Supporting Meal Management in Type 1 Diabetes

NCT ID: NCT05671679

Last Updated: 2024-11-13

Study Results

Results pending

The study team has not published outcome measurements, participant flow, or safety data for this trial yet. Check back later for updates.

Basic Information

Get a concise snapshot of the trial, including recruitment status, study phase, enrollment targets, and key timeline milestones.

Recruitment Status

COMPLETED

Clinical Phase

NA

Total Enrollment

44 participants

Study Classification

INTERVENTIONAL

Study Start Date

2023-03-27

Study Completion Date

2024-05-08

Brief Summary

Review the sponsor-provided synopsis that highlights what the study is about and why it is being conducted.

Carbohydrate count marks the cornerstone of Type 1 Diabetes management. Eventhough it is a crucial task, it is burdensome and prone to error. Therefore, the investigators want to explore the effect that SNAQ, a food analyser app would have in glycaemic control by facilitating the task of carbohydrate estimation.

Detailed Description

Dive into the extended narrative that explains the scientific background, objectives, and procedures in greater depth.

Diet and physical activity are critically important in the lifestyle of people with type 1 diabetes. When diagnosed with the disease, people with type 1 diabetes are educated about nutritional goals and how to estimate nutritional content of food. Carbohydrates are the food component with the greatest impact on blood glucose levels and typical sources in the diet include starches, some vegetables, fruits, dairy products and sugars . Thus, people with type 1 diabetes are primarily being trained to estimate the carbohydrate content of food, a task that is also referred to as carbohydrate counting. Different methods can be used to count carbohydrate in food and drink.
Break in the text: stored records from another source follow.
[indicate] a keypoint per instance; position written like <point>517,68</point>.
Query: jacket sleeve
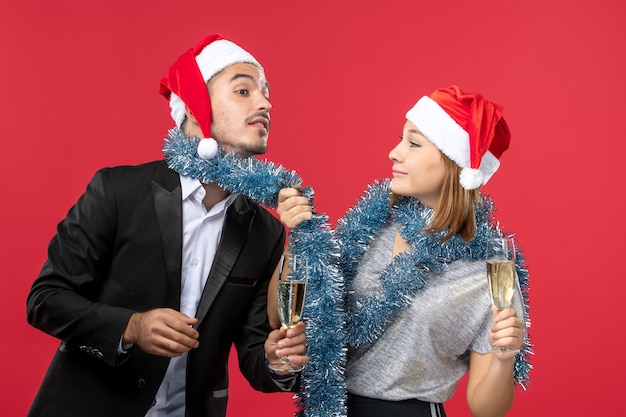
<point>62,300</point>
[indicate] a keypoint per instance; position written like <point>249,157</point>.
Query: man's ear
<point>190,115</point>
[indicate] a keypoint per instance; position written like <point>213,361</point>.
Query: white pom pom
<point>471,178</point>
<point>207,148</point>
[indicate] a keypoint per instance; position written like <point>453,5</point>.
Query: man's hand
<point>162,332</point>
<point>289,342</point>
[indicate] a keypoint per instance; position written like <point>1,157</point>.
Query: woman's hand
<point>293,208</point>
<point>506,331</point>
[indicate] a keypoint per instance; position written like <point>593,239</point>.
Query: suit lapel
<point>234,234</point>
<point>167,201</point>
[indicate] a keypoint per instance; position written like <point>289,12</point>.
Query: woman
<point>412,255</point>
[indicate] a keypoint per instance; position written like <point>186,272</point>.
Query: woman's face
<point>418,167</point>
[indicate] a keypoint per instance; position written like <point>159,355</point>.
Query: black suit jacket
<point>119,251</point>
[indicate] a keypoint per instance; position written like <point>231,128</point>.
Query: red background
<point>79,92</point>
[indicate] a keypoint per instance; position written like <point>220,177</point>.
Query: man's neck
<point>214,194</point>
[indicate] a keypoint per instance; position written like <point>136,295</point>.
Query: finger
<point>286,193</point>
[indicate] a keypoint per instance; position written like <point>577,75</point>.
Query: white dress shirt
<point>202,231</point>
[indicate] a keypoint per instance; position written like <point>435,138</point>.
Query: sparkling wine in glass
<point>291,293</point>
<point>501,276</point>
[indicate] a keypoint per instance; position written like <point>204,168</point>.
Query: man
<point>152,276</point>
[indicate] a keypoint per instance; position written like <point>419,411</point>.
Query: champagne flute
<point>291,292</point>
<point>501,276</point>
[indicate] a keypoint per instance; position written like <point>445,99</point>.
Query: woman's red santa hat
<point>467,128</point>
<point>185,82</point>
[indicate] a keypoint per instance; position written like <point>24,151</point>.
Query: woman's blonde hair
<point>455,210</point>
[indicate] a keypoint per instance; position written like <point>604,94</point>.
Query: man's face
<point>240,109</point>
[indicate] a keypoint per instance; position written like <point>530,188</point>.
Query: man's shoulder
<point>139,168</point>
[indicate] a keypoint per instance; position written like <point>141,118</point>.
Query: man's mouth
<point>261,121</point>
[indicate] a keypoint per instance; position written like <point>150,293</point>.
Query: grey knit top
<point>425,351</point>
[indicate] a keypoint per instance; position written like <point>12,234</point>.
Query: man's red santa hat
<point>185,82</point>
<point>467,128</point>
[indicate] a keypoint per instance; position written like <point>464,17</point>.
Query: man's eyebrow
<point>241,75</point>
<point>248,76</point>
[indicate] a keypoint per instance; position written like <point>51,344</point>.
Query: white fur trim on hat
<point>220,54</point>
<point>207,148</point>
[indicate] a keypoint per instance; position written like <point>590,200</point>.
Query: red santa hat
<point>467,128</point>
<point>185,81</point>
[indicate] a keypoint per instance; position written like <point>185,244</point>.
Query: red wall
<point>79,91</point>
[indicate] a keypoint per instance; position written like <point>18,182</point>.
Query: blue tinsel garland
<point>323,390</point>
<point>408,271</point>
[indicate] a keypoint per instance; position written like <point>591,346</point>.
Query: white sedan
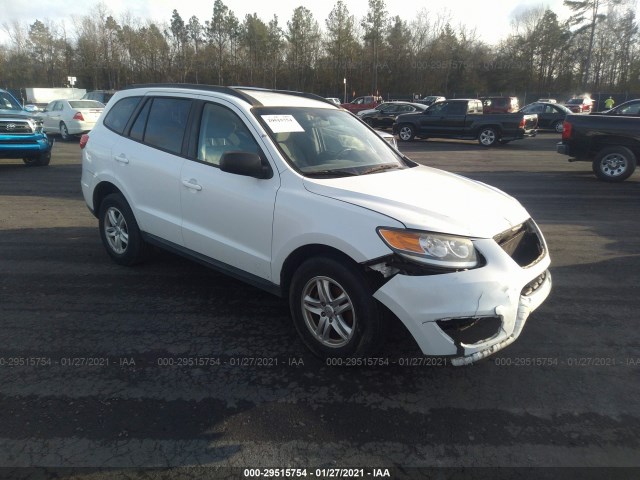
<point>71,117</point>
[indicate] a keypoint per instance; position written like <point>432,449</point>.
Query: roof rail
<point>198,86</point>
<point>311,96</point>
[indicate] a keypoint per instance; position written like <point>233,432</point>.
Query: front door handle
<point>122,158</point>
<point>192,184</point>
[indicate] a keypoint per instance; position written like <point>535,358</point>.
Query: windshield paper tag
<point>282,123</point>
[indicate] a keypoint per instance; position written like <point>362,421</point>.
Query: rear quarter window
<point>119,115</point>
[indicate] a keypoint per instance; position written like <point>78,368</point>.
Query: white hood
<point>426,198</point>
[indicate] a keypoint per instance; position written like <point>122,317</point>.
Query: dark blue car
<point>21,133</point>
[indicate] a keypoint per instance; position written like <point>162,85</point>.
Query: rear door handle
<point>192,184</point>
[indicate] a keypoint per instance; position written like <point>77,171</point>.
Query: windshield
<point>327,142</point>
<point>7,102</point>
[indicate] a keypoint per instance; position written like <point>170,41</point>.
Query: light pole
<point>345,89</point>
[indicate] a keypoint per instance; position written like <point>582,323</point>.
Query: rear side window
<point>118,116</point>
<point>167,123</point>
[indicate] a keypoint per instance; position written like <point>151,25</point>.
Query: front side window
<point>7,102</point>
<point>327,142</point>
<point>221,130</point>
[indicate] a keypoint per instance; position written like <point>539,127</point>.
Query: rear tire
<point>119,231</point>
<point>488,136</point>
<point>333,309</point>
<point>406,133</point>
<point>558,126</point>
<point>614,164</point>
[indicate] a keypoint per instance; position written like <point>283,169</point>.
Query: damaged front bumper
<point>469,315</point>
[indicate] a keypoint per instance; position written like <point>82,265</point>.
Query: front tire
<point>119,231</point>
<point>333,309</point>
<point>406,133</point>
<point>488,137</point>
<point>614,164</point>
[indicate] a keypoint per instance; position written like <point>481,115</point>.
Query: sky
<point>491,20</point>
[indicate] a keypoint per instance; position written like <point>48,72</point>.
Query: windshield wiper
<point>380,168</point>
<point>334,173</point>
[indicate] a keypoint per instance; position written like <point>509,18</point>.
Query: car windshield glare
<point>320,141</point>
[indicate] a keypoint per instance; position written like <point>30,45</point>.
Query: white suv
<point>297,196</point>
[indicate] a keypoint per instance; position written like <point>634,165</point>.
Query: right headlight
<point>435,249</point>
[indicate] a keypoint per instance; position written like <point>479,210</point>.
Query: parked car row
<point>70,117</point>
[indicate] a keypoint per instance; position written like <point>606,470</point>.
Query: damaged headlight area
<point>432,249</point>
These include reading the nutritional labels, consulting reference books or websites, carrying a database on a personal digital assistant or using exchange tables which provides the carbohydrate content for typical serving sizes (e.g. 1 slice of bread). While nutritional information can be accessed through the above mentioned methods, the quantification of the portion sizes (if not indicated on the food package) requires the additional use of scale or measuring vessel. Given the required effort and time investment related to these methods, the great majority of people with type 1 diabetes count carbohydrates by visual estimation and experience. As a consequence, people's estimate often deviate substantially from ground truth values and average carbohydrate estimation errors reported in the literature are 20% or higher.

Of note, more than 60% of individuals with diabetes report having trouble with carbohydrate counting, despite their awareness on its importance . Even in patients who are confident in applying carbohydrate counting, the daily task is perceived as major burden of diabetes self-management.

Since carbohydrate counting is particularly demanding when eating fresh, non-packaged foods, a concerning trend towards unhealthy dietary choices with preference of prepackaged foods (with accessible nutrition facts) over whole foods is increasingly observed in people with type 1 diabetes. This is paralleled by an increasing prevalence of overweight and obesity in the type 1 diabetes population.

Thus, even with the latest hybrid closed-loop insulin delivery technologies, adequate nutrition knowledge remains a cornerstone for satisfactory glucose control, metabolic health, and prevention of diabetes-related complications and comorbidities.

With the development of new technologies embedded in modern smartphones (i.e. depth sensors), image-based methods to support food assessment have become widely available. Of particular use is the employment of well-established computer vision methodologies to estimate the quantity of food. When combined with food-recognition technologies and information from nutritional databases, a proposition of the nutritional content (e.g. carbohydrates, fat, proteins, fibres) can be made to the user on the basis of captured images and obviates the need for error prone visual estimations and mental calculations. Several such applications have become available and can support monitoring the diet as part of lifestyle management.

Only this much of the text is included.